There is no moral equivalence between the two, they insist. And, of course, I never suggested that. But what I have maintained is that the Christians are also prone to bigotry, intolerance and the desire to impose their will on others just as the Islamic militants. The Christians have been more restrained in establishing their Kingdom of God on earth not because that desire has extinguished among them but because they live in secular states which have long disposed of the concept of the Divine Right of Kings and other theocratic notions.
Oops. As the highlighted reveals, he unfortunately evidently immediately inadvertently lets slip what he had just tried to deny.

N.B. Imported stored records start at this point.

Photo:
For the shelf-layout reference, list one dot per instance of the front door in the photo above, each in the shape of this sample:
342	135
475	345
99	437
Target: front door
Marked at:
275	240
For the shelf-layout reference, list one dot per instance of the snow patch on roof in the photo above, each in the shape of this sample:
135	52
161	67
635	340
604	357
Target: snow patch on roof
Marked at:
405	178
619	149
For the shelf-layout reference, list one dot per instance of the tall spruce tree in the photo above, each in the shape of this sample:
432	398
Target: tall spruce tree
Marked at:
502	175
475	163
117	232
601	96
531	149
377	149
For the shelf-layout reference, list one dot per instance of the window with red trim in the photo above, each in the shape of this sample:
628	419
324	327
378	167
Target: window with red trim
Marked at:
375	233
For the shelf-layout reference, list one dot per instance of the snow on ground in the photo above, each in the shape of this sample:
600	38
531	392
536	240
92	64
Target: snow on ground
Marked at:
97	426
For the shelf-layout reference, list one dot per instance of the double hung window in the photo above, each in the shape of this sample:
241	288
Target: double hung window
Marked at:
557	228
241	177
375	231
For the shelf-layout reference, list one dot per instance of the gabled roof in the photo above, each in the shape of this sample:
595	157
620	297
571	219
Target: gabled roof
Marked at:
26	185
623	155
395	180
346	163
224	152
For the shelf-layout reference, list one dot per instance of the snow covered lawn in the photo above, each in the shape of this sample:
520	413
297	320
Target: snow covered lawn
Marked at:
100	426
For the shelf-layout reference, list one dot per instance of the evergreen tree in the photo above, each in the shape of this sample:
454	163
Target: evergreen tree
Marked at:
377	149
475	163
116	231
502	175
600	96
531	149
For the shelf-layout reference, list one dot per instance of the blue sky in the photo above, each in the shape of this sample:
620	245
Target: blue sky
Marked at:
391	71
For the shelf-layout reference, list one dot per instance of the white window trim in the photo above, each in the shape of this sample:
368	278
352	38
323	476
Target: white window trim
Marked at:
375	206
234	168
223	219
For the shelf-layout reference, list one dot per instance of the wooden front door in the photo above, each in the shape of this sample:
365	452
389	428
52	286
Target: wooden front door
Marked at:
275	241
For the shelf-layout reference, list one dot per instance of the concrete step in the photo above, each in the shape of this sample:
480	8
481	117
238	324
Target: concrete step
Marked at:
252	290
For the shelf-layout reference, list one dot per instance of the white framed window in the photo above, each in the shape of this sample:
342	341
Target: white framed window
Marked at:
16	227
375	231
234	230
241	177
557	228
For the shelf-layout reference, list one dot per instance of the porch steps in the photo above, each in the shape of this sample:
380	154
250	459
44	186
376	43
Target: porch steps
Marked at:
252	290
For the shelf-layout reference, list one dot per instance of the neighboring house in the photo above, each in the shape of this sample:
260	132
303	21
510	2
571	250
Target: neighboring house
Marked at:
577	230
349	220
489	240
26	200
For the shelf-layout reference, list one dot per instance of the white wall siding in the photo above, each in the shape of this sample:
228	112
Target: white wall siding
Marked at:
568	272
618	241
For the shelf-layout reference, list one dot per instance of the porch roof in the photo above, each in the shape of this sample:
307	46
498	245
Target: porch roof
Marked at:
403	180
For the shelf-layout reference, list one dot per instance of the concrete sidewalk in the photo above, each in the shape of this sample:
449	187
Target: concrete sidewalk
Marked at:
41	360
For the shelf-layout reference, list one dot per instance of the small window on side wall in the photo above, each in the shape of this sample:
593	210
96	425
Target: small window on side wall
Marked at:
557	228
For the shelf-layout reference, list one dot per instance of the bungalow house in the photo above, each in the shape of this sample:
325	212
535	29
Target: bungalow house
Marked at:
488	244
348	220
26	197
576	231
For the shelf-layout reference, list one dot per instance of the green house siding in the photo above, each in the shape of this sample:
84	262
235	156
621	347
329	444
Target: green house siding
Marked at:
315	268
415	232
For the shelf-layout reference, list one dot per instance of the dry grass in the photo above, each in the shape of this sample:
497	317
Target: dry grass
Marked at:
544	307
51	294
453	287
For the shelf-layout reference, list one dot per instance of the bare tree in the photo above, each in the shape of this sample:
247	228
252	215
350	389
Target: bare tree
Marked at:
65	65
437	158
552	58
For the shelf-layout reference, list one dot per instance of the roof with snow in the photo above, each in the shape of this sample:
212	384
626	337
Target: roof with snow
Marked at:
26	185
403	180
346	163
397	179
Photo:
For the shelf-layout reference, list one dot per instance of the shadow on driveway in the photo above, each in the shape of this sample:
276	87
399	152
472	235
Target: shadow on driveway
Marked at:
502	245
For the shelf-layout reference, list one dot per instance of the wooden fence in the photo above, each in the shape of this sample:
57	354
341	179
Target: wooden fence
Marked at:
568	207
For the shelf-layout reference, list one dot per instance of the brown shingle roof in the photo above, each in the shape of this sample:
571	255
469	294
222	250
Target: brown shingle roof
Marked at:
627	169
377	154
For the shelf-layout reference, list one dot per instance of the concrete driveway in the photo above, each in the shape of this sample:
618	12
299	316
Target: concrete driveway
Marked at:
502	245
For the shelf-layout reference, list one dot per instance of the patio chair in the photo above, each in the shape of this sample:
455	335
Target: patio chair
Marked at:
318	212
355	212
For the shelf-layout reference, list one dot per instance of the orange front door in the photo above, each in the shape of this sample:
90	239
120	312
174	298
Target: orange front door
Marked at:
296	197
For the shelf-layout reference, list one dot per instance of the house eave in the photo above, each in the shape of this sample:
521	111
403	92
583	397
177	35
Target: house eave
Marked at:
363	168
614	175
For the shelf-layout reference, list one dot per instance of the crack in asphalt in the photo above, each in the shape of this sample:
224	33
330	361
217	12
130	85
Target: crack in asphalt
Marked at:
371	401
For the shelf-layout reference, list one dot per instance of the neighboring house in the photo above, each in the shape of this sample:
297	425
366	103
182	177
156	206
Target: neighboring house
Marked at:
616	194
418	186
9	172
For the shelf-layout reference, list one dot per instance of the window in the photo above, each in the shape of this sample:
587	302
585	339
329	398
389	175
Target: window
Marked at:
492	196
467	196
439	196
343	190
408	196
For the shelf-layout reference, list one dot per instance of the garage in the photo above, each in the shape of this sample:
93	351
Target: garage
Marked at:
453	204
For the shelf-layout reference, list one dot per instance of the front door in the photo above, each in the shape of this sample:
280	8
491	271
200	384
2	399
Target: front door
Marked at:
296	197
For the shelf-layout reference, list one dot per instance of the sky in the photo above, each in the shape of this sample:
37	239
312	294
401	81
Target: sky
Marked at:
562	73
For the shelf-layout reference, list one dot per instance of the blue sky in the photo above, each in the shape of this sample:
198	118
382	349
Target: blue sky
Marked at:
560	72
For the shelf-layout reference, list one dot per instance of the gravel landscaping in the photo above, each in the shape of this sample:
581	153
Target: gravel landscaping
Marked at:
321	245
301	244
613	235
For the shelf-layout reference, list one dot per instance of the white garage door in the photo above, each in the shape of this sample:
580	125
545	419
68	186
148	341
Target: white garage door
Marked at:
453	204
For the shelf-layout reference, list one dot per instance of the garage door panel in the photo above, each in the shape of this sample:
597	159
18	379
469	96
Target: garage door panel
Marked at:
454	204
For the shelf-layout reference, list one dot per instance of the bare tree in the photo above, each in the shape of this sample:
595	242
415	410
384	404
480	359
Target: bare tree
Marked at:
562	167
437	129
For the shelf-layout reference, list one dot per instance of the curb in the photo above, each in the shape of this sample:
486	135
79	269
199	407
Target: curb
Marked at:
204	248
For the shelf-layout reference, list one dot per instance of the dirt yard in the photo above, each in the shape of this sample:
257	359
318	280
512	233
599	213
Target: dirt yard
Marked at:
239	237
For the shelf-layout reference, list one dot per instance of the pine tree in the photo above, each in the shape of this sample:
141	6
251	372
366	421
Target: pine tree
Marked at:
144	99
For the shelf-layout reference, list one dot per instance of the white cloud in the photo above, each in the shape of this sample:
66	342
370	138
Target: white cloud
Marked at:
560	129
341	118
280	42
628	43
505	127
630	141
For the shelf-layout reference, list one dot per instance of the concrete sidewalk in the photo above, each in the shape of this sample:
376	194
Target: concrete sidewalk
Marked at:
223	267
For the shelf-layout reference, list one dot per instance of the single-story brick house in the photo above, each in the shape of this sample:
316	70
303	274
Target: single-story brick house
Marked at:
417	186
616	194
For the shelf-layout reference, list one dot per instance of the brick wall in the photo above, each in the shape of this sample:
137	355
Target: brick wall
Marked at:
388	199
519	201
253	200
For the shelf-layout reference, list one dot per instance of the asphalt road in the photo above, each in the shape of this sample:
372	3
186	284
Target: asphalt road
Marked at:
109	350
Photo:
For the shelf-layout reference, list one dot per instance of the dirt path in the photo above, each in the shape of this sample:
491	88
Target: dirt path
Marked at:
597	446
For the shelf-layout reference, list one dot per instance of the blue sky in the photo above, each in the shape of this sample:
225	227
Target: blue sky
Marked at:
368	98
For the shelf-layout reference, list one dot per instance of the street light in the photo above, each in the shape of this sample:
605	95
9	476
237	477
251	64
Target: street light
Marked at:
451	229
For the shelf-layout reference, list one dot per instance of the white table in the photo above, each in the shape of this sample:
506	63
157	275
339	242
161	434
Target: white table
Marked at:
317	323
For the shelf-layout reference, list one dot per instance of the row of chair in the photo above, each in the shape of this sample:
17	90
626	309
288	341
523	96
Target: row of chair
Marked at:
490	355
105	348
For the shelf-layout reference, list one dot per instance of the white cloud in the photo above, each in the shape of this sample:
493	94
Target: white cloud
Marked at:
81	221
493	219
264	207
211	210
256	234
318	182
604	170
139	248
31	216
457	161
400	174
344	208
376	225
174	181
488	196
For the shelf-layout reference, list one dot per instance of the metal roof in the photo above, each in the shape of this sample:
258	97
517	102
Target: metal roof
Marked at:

I also find it highly interesting that, in a rather long article, the very well-read Mr Boyne utterly fails to address precisely how the absolutist notions were addressed in a biblical context, by Duplessis-Mornay, by the Dutch declarants of independence from Spanish rule and the Inquisition in 1581, or in the famous Lex Rex: namely, as shown in summary here, by using the Bible and concepts tracing to it, thus materially contributing to the rise of modern liberty.
It is high time for a frank and full apology and retraction on Mr Boyne's part, I would say.

1 comment:

Gordon Mullings said...

I must make a note here, that I spoke rather sharply in the above; probably too sharply.